一月の夜ということもあり、空気は冷たく吐く息は白かった。

塾の玄関を出て、すぐのところに朱音が立っていた。

コートを着てマフラーをして、寒くて赤くなった頬でニッコリ笑っていた。

「久しぶり。最近、教室に来ないから心配してたよ。風邪でもひいたんじゃないかって」

「受験近いから、勉強に集中してもらおうと思って行かなかったの。でも、今日は、どうしても会いたかった。だから、待ってたの」

「待ってたって…。いつから、そこに…」

言いかけて、桜介は朱音のクラスが八時には終わっていることを思い出した。

「まさか…塾が終わってから二時間も、ここに立ってたのか?」

「うん…」

朱音は笑顔で言った。

「これ」

朱音は手袋をつけた手に握っていたお守りを差し出す。

「このために…?」

「応援するって言ったでしょ?お守りしかあげれないけど。明日の試験、頑張ってね。絶対、合格して医者になってね!」

朱音はニコニコしながら言った。

「…そのために」

桜介は嬉しくて目を潤ませた。

そして、朱音からお守りを受け取る。

そのお守りは冷たくて、朱音がどれだけの寒さの中でまっていたのかが想像できた。

「朱音。ありがとう…」

桜介は涙を堪えるように瞼を閉じた。

「僕、絶対、医者になるから…」

「うん」

桜介が震える声で言うと、朱音は笑顔で答えた。

そして、桜介は見事、志望した大学に合格した。


 月日は流れ、桜介は大学に入学し半年が経とうとしていた。

桜介は、その日の講義が終わると街にある図書館に向かう。

その図書館は、図書館内にカフェがあり自由に飲み物を飲みながら読書ができた。

桜介はカフェでキリマンジャロを買うと、いつもの窓際の席に座った。

テキストを広げると勉強を始める。

勉強を始めて一時間ほどすると、いつものように朱音がやって来る。

授業が終わって急いで走ってきたのか、息を切らしながら笑顔を見せる。

「また、走ってきた?」

「うん」

「急がなくても、僕はいなくならないよ」

「でも、急がないと一緒にいる時間は短くなるのよ」

朱音は笑って言った。

「一緒にって、勉強を教えるだけだよ」

桜介は、ため息をついた。

「それでも、一緒にいるでしょ?」

朱音は嬉しそうに笑った。

何を言っても駄目だと、桜介は自分のテキストを閉じた。

「さあ、朱音のテキストを出して。勉強を教えるから」

「うん」

朱音はテキストを出す。

「僕は飲み物買ってくるから、何がいい?」

朱音は桜介の飲んでいるキリマンジャロを見た。

「キリマンジャロ!」

「だめだよ。また、残すから。飲めないのに僕のマネしないの。朱音はオレンジジュースね」

「はーい」

朱音は舌を出して、返事をする。

しばらくすると、桜介がオレンジジュースを買ってきて、テーブルに置いた。

そして、朱音の向かい側の席に座った。

「さあ、始めようか」

「うん」

桜介が大学に合格した後、朱音も桜介と同じ大学に行きたいと言って聞かなかった。

しかたなく、桜介は朱音に勉強を教えることにした。

桜介は大学の講義が終わってから、朱音は高校の授業が終わってから、この図書館で待ち合わせして、桜介が勉強を教えるようになっていた。

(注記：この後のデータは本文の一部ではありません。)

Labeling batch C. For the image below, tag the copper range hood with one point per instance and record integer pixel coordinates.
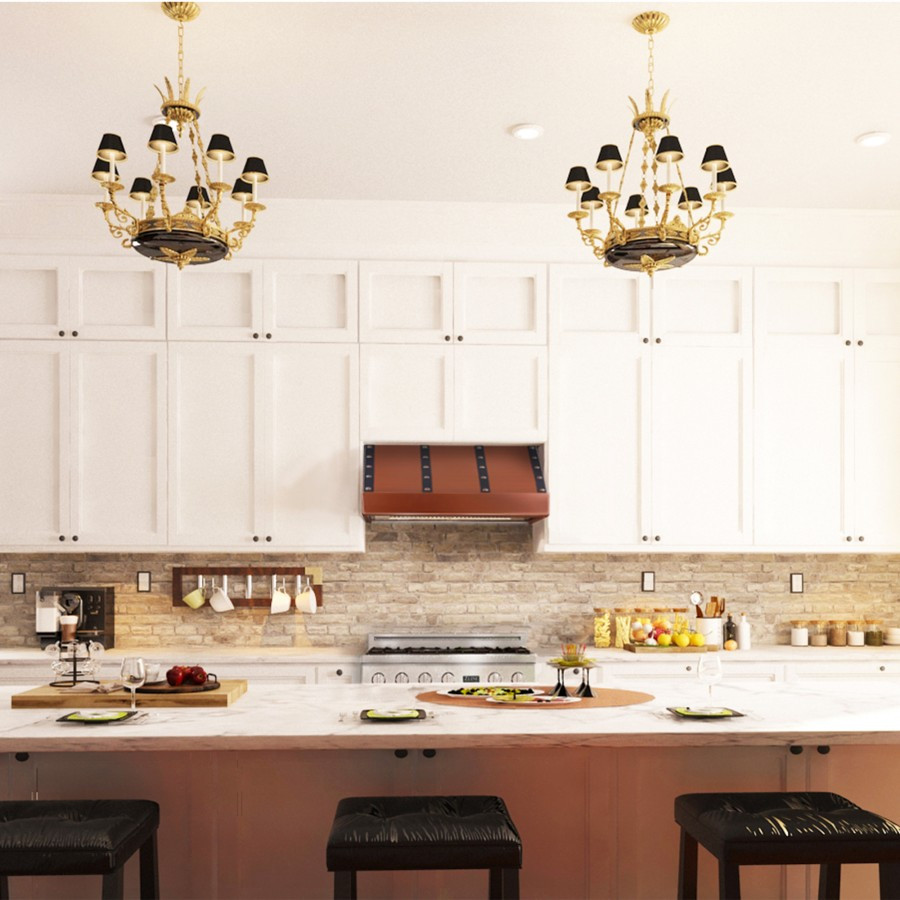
(459, 483)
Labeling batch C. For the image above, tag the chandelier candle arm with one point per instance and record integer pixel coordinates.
(194, 235)
(657, 238)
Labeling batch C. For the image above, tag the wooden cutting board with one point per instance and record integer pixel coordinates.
(47, 697)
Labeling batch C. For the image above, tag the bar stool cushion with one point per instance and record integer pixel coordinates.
(462, 832)
(760, 823)
(72, 837)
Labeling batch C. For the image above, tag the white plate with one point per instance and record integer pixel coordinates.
(486, 691)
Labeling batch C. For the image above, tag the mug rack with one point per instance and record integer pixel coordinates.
(179, 573)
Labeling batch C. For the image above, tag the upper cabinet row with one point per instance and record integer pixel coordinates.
(278, 300)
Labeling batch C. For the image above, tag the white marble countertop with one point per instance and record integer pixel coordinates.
(321, 717)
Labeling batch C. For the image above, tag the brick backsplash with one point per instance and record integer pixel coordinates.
(458, 577)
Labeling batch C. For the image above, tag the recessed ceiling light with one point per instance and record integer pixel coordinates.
(526, 131)
(873, 138)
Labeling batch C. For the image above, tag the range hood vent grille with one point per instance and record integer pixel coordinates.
(454, 483)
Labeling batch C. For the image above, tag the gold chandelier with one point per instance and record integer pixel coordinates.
(194, 234)
(661, 240)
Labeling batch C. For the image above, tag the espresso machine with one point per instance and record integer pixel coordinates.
(94, 607)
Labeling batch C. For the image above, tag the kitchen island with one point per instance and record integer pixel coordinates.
(248, 792)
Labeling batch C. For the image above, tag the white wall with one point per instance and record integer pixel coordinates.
(463, 231)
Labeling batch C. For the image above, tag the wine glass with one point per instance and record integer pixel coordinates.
(134, 674)
(709, 670)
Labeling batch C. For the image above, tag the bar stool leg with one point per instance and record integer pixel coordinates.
(149, 869)
(729, 881)
(114, 884)
(888, 877)
(687, 867)
(829, 881)
(345, 885)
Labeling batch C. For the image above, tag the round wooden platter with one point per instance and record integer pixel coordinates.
(602, 697)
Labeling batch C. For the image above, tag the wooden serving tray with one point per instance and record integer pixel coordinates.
(643, 648)
(47, 697)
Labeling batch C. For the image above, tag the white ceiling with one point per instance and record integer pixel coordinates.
(411, 101)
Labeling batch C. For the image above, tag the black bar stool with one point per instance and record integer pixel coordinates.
(404, 833)
(80, 837)
(754, 829)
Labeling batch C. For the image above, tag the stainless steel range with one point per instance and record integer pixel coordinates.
(426, 658)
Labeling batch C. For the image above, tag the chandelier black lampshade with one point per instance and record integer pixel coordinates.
(690, 199)
(111, 148)
(141, 189)
(242, 191)
(220, 148)
(102, 169)
(590, 199)
(714, 160)
(726, 180)
(669, 149)
(578, 179)
(609, 158)
(162, 139)
(255, 171)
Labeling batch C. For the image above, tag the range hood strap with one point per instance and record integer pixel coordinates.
(483, 481)
(369, 468)
(539, 482)
(425, 459)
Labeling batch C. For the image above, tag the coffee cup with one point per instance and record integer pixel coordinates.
(220, 601)
(281, 602)
(67, 627)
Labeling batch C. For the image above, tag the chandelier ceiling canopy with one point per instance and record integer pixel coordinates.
(657, 236)
(193, 234)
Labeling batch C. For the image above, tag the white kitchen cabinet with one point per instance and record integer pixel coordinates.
(454, 303)
(99, 298)
(264, 447)
(90, 470)
(482, 394)
(272, 301)
(651, 410)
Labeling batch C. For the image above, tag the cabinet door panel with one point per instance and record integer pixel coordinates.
(33, 297)
(215, 444)
(405, 302)
(119, 443)
(406, 393)
(223, 304)
(123, 299)
(34, 458)
(500, 394)
(311, 300)
(500, 303)
(701, 458)
(315, 447)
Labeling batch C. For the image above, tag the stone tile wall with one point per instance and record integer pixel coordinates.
(458, 578)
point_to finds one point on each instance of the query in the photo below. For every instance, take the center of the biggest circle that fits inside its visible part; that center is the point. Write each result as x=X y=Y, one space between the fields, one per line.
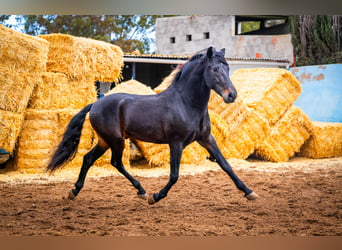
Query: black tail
x=67 y=148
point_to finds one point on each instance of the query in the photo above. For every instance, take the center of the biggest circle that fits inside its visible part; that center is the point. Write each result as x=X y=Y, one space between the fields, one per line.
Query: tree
x=316 y=39
x=130 y=32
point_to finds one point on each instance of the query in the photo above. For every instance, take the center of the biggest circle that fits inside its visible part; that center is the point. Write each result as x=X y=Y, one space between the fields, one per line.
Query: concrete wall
x=221 y=35
x=321 y=97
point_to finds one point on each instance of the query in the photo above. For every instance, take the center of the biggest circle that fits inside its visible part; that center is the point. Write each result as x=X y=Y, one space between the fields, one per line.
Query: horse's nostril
x=231 y=96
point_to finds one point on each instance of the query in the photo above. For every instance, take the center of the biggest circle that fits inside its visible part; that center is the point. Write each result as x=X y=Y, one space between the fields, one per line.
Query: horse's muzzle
x=229 y=96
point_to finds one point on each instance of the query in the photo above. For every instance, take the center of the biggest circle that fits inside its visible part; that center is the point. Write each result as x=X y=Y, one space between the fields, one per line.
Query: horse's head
x=216 y=75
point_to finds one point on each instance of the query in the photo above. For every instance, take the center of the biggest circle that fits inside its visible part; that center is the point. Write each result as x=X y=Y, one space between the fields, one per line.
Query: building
x=267 y=44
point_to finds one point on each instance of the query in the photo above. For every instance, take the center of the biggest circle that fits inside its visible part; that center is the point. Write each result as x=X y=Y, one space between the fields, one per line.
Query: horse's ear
x=223 y=51
x=178 y=75
x=210 y=52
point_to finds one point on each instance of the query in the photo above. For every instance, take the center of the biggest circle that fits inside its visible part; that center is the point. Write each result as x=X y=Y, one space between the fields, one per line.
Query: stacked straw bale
x=83 y=58
x=10 y=126
x=72 y=64
x=42 y=131
x=37 y=140
x=325 y=141
x=286 y=136
x=58 y=92
x=22 y=61
x=245 y=128
x=270 y=92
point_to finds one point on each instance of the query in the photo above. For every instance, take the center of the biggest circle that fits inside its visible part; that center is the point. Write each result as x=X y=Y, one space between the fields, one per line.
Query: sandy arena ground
x=299 y=197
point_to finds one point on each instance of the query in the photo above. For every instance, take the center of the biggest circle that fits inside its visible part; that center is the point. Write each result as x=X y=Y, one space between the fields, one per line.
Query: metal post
x=133 y=70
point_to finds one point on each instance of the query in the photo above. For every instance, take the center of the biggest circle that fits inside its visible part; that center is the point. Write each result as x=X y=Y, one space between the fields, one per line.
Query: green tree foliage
x=130 y=32
x=316 y=39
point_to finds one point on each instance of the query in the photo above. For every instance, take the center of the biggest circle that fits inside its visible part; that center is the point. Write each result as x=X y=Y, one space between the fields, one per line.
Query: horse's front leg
x=175 y=156
x=211 y=146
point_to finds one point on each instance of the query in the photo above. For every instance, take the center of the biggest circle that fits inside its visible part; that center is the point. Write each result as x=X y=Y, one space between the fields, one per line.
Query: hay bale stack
x=41 y=133
x=20 y=52
x=286 y=136
x=245 y=128
x=37 y=140
x=268 y=91
x=58 y=92
x=10 y=126
x=83 y=58
x=325 y=141
x=22 y=61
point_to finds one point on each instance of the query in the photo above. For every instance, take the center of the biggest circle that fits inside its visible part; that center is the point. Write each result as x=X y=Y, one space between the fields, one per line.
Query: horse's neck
x=194 y=92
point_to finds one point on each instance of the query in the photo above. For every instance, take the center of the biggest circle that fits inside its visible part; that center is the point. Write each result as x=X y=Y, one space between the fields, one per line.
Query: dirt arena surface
x=301 y=197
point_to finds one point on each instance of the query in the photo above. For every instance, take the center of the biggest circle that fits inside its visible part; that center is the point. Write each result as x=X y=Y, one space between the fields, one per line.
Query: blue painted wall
x=321 y=97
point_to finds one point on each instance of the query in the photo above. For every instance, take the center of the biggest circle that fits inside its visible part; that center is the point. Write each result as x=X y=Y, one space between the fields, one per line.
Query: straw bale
x=83 y=58
x=325 y=141
x=58 y=92
x=244 y=127
x=286 y=136
x=167 y=81
x=269 y=91
x=37 y=140
x=10 y=126
x=22 y=52
x=42 y=131
x=16 y=88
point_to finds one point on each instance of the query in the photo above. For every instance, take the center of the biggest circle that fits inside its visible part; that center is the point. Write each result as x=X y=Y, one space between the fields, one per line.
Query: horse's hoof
x=71 y=195
x=252 y=196
x=142 y=196
x=150 y=199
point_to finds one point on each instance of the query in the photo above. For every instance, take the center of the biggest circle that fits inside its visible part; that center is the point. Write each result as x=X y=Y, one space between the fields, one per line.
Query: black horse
x=177 y=116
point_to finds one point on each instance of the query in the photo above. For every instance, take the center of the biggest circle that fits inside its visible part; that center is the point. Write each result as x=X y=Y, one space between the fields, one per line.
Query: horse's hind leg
x=175 y=157
x=116 y=161
x=210 y=144
x=88 y=161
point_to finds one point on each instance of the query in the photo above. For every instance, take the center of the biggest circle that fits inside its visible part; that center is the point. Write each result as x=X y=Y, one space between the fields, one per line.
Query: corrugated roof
x=184 y=58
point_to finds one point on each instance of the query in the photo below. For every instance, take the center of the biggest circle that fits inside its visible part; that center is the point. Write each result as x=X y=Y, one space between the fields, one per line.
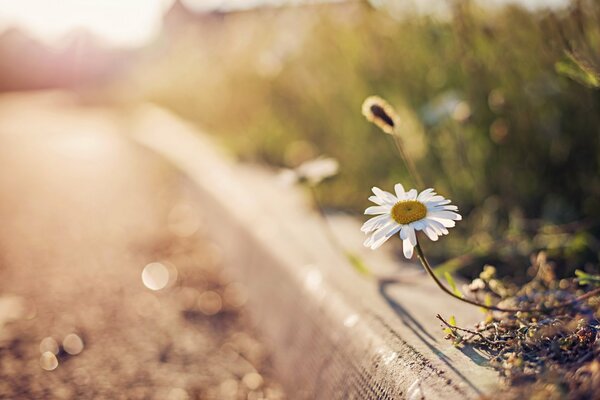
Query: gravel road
x=110 y=286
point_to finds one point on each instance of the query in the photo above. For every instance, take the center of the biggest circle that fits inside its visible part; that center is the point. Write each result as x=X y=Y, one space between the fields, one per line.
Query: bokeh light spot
x=155 y=276
x=73 y=344
x=48 y=361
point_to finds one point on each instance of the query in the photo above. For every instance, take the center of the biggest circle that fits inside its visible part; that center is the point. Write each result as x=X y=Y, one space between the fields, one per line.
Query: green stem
x=410 y=165
x=429 y=270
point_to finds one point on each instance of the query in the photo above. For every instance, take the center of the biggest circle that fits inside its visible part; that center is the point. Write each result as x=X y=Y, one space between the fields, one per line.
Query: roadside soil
x=84 y=215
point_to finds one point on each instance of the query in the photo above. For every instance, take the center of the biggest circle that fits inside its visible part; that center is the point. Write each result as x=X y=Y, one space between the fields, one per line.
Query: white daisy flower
x=405 y=213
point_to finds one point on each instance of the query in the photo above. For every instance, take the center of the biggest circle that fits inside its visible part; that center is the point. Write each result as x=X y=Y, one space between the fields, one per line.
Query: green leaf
x=452 y=284
x=579 y=69
x=583 y=278
x=452 y=320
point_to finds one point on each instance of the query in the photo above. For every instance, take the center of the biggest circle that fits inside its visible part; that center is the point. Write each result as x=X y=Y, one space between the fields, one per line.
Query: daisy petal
x=430 y=232
x=448 y=223
x=425 y=194
x=412 y=237
x=375 y=223
x=445 y=215
x=387 y=197
x=376 y=200
x=374 y=210
x=407 y=248
x=411 y=195
x=399 y=189
x=383 y=234
x=437 y=226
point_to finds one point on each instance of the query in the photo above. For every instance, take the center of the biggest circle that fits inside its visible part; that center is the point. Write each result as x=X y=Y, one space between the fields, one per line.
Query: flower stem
x=410 y=165
x=429 y=270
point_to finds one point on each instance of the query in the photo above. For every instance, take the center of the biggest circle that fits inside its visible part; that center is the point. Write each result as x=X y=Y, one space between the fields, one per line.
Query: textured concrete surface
x=334 y=333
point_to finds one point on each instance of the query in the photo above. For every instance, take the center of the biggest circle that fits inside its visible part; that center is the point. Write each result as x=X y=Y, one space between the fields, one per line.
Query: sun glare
x=121 y=23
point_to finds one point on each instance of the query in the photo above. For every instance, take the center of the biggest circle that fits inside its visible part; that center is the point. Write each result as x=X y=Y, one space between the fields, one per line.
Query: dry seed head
x=379 y=112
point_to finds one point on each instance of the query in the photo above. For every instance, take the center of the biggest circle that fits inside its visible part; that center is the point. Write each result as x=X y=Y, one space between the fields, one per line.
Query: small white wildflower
x=407 y=212
x=315 y=171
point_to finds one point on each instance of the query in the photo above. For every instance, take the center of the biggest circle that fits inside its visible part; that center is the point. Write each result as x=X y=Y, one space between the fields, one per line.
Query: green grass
x=499 y=109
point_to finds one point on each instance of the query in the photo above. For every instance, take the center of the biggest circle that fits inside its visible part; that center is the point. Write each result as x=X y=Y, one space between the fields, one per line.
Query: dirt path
x=82 y=212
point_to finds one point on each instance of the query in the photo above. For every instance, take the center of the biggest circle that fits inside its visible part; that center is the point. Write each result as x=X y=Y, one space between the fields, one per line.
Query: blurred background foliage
x=500 y=109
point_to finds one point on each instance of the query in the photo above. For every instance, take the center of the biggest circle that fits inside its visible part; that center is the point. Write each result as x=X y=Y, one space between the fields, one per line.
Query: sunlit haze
x=116 y=22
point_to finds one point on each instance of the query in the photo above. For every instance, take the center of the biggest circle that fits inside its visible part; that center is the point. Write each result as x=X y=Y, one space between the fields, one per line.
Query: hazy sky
x=135 y=22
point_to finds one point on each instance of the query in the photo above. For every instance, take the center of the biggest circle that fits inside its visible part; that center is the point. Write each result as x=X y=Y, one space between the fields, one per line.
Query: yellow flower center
x=407 y=211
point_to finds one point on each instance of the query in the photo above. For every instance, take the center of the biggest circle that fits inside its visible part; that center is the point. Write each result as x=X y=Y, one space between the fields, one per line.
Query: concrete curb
x=334 y=333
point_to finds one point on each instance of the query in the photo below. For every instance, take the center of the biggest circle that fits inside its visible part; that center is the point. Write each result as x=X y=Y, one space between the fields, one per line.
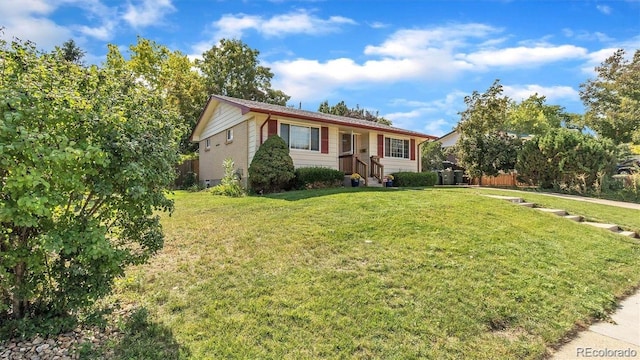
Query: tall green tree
x=72 y=52
x=484 y=147
x=172 y=75
x=565 y=158
x=612 y=99
x=341 y=109
x=232 y=68
x=533 y=117
x=86 y=155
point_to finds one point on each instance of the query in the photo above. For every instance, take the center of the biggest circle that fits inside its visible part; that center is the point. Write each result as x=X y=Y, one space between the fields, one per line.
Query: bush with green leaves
x=271 y=169
x=230 y=184
x=413 y=179
x=86 y=156
x=318 y=178
x=565 y=158
x=433 y=156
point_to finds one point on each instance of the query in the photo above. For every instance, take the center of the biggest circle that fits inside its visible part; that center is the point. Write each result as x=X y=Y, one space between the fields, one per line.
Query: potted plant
x=355 y=179
x=389 y=182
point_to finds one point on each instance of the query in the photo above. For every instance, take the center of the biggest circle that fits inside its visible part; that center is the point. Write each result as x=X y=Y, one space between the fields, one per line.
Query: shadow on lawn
x=141 y=338
x=308 y=194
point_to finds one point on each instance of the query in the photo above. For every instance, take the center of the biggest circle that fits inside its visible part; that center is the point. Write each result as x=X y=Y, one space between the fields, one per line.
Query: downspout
x=262 y=127
x=419 y=154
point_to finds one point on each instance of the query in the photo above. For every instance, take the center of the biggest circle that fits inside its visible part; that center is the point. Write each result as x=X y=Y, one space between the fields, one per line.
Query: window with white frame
x=397 y=148
x=300 y=137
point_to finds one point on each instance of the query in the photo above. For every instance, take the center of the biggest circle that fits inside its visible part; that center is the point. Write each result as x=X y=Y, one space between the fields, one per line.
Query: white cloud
x=433 y=55
x=298 y=22
x=524 y=56
x=149 y=12
x=426 y=116
x=378 y=25
x=234 y=26
x=554 y=94
x=414 y=42
x=604 y=9
x=596 y=58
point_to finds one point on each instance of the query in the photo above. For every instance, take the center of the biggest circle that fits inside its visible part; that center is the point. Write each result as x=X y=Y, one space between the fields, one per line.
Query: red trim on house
x=412 y=149
x=324 y=140
x=262 y=127
x=272 y=128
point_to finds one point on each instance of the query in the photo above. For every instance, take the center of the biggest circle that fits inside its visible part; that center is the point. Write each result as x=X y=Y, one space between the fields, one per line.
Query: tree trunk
x=19 y=303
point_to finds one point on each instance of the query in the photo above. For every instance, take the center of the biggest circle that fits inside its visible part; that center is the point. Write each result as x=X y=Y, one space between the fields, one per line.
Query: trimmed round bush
x=412 y=179
x=318 y=178
x=271 y=169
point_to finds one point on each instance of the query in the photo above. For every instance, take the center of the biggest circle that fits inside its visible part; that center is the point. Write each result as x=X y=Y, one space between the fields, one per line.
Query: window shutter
x=272 y=128
x=324 y=140
x=412 y=149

桜介に会うのを楽しみにしている朱音は妹のようで可愛かった。

だけど、桜介は時々思う。

どうして、僕なんだろう?

僕なんて勉強しかできなくて、一緒にいて楽しいとは思えない。

そんなことを考えながら、桜介は勉強に集中する朱音を見ていた。

「…朱音。朱音は、どうして僕と一緒にいたいの?楽しいとは思えないけど」

朱音のように明るくて元気で素直なら、まだしも…。

朱音は勉強の手を止め、顔を上げると、桜介の顔を見る。

「桜介は一人でも多くの人を助けるために医者になるんでしょ?だからよ」

「え?意味がわからない?」

「自分のためじゃなく、他人のために頑張ってる桜介と一緒にると気持ちが温かくなる。もっと、一緒にいたくなるの」

朱音は笑顔で言った。

「…」

桜介は何も言えず、朱音をじっと見つめていた。

そんなことを言われたのは、初めてだった。

一緒にいて気持ちが温かくなる…。

桜介は自分の知らない一面を朱音によって知らされる。

僕にもいいところがあったんだ…。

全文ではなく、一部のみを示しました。